Rigid, Soft, Passive, and Active: a Hybrid Occupational Exoskeleton for bimanual multijoint assistance.
Missiroli, F., Lotti, N., Tricomi, E., Bokranz, C., Alicea, R., Xiloyannis, M., Krzywinski, J., Crea, S., Vitiello, N. & Masia, L, 2022
IEEE Robotics and Automation Letters.
Ressourcen
Abstract
Physically demanding work is still common in western countries, with large proportions of the workforce that are exposed for more than a quarter of their working time to tiring postures or repetitive tasks: the shoulder is one of the main body areas susceptible to work-related musculo-skeletal disorders.
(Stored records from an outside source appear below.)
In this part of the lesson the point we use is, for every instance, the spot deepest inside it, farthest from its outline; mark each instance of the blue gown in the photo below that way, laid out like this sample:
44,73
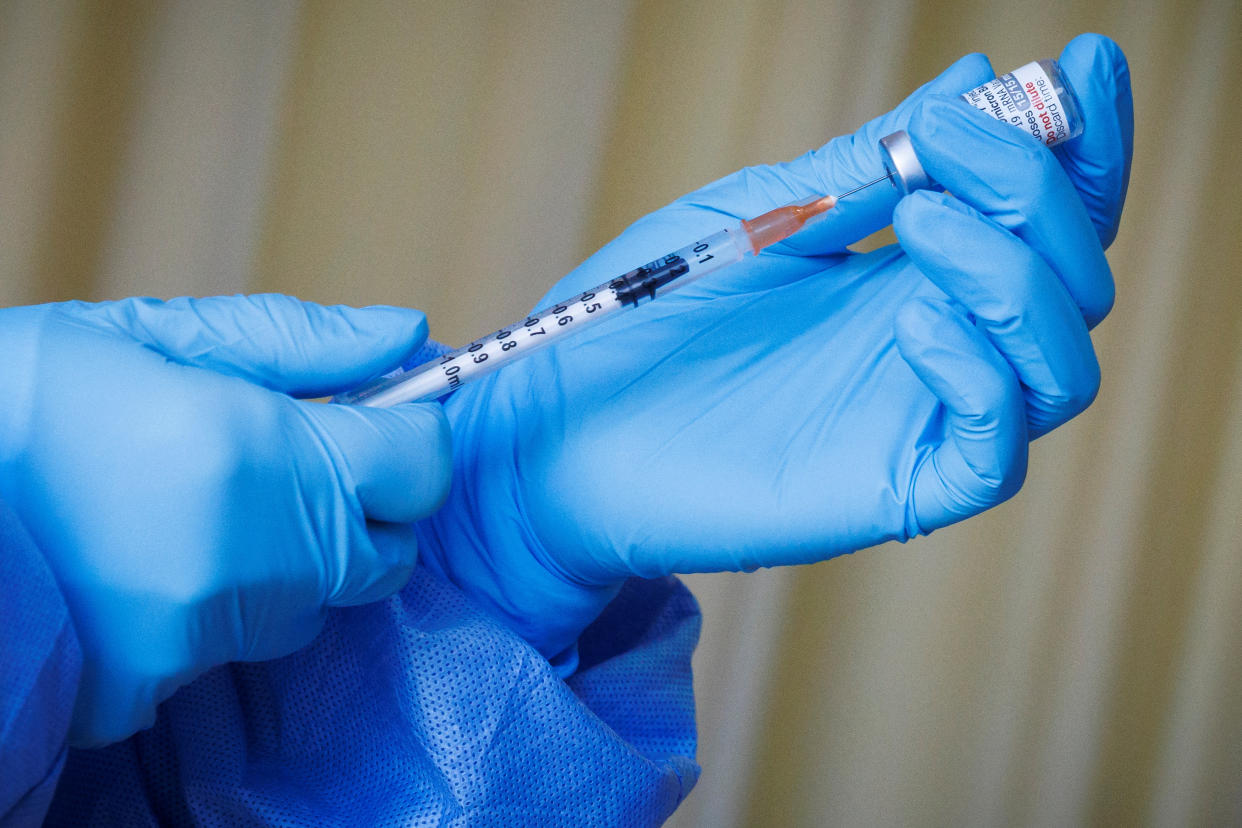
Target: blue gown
419,710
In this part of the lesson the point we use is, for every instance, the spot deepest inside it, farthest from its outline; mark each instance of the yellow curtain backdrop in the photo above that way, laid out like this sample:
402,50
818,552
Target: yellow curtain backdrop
1068,658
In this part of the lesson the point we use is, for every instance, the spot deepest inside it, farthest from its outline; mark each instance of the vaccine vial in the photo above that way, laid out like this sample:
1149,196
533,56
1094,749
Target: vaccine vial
1036,98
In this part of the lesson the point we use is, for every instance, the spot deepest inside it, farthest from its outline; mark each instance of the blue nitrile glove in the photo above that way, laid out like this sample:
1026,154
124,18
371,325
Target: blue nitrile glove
191,512
810,401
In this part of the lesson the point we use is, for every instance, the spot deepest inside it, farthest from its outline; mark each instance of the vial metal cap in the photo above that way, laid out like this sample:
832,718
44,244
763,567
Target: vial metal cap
902,164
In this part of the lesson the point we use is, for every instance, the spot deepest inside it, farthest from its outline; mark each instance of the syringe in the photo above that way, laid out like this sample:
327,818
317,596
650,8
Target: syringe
554,323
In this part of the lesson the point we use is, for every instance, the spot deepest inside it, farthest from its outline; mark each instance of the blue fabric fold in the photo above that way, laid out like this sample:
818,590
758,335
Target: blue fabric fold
420,710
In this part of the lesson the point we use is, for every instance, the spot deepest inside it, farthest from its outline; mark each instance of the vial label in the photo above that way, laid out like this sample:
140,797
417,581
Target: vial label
1026,98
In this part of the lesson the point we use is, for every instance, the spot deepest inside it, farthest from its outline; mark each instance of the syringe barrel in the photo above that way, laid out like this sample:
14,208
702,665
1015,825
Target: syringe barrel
1036,98
553,323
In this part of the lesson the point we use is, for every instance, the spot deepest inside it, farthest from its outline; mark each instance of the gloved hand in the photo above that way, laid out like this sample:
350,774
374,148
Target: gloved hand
810,401
191,512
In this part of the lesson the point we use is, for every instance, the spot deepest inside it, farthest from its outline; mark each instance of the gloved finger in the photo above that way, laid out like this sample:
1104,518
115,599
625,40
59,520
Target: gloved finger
386,565
981,459
1014,296
1098,162
1020,184
837,166
396,462
275,340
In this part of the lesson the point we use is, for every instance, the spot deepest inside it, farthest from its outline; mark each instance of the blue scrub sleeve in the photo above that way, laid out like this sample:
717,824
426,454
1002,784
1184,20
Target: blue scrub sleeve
40,663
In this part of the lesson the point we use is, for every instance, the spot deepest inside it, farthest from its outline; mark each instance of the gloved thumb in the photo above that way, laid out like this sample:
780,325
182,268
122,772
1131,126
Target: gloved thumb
979,459
393,466
275,340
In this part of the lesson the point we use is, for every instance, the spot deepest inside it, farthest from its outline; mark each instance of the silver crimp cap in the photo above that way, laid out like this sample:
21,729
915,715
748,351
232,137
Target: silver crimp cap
902,164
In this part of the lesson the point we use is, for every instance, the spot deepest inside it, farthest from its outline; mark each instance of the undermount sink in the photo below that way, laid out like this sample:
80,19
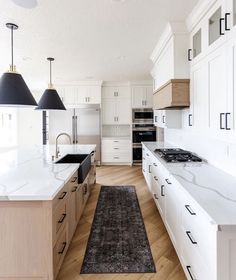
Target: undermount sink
83,160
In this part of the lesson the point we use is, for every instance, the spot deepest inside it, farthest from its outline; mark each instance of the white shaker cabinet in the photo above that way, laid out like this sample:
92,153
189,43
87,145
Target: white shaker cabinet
168,118
142,96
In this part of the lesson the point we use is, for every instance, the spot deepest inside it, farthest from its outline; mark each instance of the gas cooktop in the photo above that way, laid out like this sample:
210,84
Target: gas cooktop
177,155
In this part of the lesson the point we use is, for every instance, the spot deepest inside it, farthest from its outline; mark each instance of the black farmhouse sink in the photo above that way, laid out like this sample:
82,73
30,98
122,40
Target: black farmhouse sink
85,164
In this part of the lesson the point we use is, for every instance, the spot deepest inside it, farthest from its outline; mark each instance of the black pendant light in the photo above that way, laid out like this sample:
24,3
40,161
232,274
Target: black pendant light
50,99
13,90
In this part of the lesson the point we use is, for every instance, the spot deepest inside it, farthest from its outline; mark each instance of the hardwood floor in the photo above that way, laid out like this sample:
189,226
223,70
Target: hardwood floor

Recent advancements in assistive technology have provided new instruments to promote safety and reduce workload. Colloquially referred to as occupational exoskeletons (OEs), these wearable devices are usually spring-loaded, and provide gravity support for overhead tasks. OEs for upper limbs are usually single-joint exoskeletons and assist shoulder flexion/extension; they do not provide support to distal joints such as the elbow. In the present work, starting from a commercially available exoskeleton, we propose an innovative concept of hybrid upper-limb OEs. We combined a spring-loaded shoulder exoskeleton with an active elbow exosuit to extend the capability of the OEs to provide gravitational support to both shoulder and elbow flexion-extension in strenuous manual tasks. The proposed device can reduce up to 32% of the biceps activity during the elbow flexion and up to 31% of the deltoids activity during the shoulder abduction. In-lab experimentation showed the potentials of such a hybrid approach in reducing the strain of the upper-limb muscles.